= Westereendersk =

Local dialect spoken in Friesland

Westereendersk is a local variety of Wood Frisian and is spoken in De Westereen, Zwagerbosch and Twijzelerheide. The most remarkable feature is the use of ee //eː// where Wood Frisian and most other West Frisian dialects use ei or ij //ai//.

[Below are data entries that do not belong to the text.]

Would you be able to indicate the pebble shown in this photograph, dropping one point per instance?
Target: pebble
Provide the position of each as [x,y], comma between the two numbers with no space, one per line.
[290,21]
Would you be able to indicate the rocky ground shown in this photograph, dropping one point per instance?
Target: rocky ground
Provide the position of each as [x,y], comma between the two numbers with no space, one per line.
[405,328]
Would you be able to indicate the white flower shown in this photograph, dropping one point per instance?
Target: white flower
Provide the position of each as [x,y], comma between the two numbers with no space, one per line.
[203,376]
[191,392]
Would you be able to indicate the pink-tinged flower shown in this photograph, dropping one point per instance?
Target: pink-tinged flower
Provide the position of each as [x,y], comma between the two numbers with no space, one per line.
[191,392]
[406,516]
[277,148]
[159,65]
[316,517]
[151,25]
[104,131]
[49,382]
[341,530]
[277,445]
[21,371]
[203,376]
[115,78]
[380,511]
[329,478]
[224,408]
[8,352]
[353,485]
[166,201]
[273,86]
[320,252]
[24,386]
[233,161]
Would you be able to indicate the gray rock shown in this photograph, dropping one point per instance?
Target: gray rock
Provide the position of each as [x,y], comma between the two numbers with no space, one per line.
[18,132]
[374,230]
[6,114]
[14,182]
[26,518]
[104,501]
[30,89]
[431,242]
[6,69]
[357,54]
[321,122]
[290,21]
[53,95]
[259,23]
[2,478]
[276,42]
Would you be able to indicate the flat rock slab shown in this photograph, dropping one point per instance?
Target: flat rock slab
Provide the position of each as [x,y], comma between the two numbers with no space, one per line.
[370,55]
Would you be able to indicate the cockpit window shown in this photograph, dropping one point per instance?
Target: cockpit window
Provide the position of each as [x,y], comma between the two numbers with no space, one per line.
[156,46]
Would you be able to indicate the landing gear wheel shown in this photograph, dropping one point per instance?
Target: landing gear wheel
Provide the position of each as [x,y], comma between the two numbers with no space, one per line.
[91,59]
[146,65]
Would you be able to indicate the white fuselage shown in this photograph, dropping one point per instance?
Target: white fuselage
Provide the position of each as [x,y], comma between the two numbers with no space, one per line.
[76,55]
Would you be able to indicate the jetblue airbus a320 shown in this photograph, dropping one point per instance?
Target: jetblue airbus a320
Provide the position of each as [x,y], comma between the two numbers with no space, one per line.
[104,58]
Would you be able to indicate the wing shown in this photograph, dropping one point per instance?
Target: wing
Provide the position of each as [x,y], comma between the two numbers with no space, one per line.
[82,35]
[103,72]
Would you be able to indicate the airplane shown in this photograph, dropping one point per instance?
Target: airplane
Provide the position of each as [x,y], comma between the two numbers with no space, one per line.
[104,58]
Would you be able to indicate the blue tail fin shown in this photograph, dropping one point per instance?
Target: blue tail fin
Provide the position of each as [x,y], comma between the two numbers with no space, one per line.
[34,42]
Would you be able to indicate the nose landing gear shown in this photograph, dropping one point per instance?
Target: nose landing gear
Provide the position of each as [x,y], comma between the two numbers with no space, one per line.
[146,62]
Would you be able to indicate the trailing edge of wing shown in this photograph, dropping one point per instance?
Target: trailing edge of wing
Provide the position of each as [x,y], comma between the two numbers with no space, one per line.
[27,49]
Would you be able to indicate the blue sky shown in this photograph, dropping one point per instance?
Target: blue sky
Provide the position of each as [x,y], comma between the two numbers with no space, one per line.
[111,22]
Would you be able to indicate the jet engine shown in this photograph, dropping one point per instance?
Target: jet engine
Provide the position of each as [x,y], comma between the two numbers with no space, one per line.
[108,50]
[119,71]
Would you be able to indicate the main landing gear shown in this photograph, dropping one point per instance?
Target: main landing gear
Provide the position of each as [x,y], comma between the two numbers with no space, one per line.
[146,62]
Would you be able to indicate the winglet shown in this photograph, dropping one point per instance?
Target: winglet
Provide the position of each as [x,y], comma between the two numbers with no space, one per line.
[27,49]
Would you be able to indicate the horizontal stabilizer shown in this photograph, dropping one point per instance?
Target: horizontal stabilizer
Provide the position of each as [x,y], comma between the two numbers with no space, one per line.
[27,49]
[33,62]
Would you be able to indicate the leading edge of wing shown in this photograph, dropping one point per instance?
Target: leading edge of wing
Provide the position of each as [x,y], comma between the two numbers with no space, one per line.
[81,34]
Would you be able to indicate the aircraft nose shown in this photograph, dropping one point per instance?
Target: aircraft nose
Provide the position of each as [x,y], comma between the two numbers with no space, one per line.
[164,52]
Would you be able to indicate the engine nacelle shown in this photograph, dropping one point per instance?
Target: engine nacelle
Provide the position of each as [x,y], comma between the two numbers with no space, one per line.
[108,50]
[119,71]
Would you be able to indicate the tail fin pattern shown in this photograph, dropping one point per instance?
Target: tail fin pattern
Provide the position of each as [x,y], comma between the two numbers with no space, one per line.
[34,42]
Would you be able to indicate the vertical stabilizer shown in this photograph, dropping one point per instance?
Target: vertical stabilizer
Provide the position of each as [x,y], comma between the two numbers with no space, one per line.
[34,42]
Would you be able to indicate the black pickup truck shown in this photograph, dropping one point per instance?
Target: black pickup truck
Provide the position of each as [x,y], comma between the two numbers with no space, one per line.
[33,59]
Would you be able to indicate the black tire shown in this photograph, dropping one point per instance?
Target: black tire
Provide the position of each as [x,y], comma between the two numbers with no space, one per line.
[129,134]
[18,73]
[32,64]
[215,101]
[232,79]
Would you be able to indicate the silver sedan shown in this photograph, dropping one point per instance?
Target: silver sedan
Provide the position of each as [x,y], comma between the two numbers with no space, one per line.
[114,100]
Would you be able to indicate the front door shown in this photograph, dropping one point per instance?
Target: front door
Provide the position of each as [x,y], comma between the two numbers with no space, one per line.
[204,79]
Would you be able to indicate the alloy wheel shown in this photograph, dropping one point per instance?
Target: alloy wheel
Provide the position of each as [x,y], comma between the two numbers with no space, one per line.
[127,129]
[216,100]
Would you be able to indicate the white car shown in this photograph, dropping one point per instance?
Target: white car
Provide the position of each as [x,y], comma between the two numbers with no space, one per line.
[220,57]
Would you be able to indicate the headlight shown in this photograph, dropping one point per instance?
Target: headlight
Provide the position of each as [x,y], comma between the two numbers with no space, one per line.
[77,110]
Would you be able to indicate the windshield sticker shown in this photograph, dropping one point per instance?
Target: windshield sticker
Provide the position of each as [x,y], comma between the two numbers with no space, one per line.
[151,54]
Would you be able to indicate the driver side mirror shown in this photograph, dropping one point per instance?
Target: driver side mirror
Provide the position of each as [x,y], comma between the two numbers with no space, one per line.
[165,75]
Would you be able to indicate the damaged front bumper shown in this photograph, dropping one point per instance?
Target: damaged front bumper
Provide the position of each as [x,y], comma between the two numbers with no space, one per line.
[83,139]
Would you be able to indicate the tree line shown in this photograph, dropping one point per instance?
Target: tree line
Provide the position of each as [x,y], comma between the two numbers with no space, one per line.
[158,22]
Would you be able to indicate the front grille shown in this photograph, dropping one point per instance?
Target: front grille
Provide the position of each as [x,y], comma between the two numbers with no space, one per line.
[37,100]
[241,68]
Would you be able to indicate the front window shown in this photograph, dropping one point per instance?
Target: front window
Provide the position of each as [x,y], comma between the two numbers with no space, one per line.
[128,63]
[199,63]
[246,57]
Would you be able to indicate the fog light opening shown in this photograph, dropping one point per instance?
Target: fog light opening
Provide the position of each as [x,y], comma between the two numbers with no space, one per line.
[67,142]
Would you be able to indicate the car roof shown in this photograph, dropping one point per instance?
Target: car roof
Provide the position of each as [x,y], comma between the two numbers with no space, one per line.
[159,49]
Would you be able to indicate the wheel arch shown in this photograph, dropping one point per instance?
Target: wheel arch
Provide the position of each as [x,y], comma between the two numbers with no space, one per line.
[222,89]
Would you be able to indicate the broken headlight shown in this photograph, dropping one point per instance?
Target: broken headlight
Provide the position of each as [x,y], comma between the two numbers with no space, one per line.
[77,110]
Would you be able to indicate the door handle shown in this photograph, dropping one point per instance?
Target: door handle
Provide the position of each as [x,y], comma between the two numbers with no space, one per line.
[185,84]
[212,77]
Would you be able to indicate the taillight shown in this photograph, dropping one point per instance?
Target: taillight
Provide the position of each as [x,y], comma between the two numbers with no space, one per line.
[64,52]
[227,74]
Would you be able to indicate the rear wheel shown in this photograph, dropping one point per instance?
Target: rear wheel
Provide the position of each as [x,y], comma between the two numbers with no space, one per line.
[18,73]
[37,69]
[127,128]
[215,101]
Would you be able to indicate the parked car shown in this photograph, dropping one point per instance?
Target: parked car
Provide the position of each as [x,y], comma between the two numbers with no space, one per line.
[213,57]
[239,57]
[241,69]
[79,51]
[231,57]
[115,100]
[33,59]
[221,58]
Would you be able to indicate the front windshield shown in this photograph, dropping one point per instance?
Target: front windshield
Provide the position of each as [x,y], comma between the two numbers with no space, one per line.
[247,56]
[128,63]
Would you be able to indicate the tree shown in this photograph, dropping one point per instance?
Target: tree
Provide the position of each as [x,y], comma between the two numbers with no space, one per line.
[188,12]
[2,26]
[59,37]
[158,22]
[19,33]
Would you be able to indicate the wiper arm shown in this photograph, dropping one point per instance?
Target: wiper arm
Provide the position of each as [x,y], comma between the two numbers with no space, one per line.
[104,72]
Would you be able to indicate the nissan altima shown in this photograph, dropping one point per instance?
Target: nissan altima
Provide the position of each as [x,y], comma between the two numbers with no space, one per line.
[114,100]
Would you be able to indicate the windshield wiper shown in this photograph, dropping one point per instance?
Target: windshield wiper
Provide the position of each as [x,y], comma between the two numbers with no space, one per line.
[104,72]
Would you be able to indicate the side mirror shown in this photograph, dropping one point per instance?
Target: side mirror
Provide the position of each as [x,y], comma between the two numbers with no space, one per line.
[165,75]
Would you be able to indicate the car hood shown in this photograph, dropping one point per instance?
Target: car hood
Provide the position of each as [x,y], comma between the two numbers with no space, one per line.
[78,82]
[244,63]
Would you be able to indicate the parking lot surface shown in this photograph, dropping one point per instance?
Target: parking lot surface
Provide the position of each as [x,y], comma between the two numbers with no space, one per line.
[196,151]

This sound change from //ai// and sometimes //ɪ// to //eː// brings us some striking similarities with English in spoken or written texts as most differences to standard West Frisian also concern differences to English.

== Examples ==
| Westereendersk | Standard West Frisian | English |
| treen | trein | train |
| ween | wein | wagon |
| free | frij | free |
| sneë | snije | to cut |
| wood | wâld | forest |
| soot | sâlt | salt |

In the verbs lizze (to lie, to lay) and sizze (to say) and in the first person singular of these verbs the //ɪ// is replaced by an //eː//. This phenomenon can also be found back in other parts of the Frisian Woods.
| Westereendersk | Standard West Frisian | English |
| leze | lizze | to lie/lay |
| ik lees | ik lis | I'm laying/lying |
| seze | sizze | to say |
| ik sees | ik sis | I'm saying |

== De Westereen ==

When the municipality of Dantumadiel chose for West Frisian names as official topographical names it was decided to replace the Dutch name Zwaagwesteinde by De Westereen instead of De Westerein. Towns like Zwagerbosch and Twijzelerheide also speak "Westereender Frisian".

However the village is called De Westerein by most other Frisians, its inhabitants are often called Westereenders.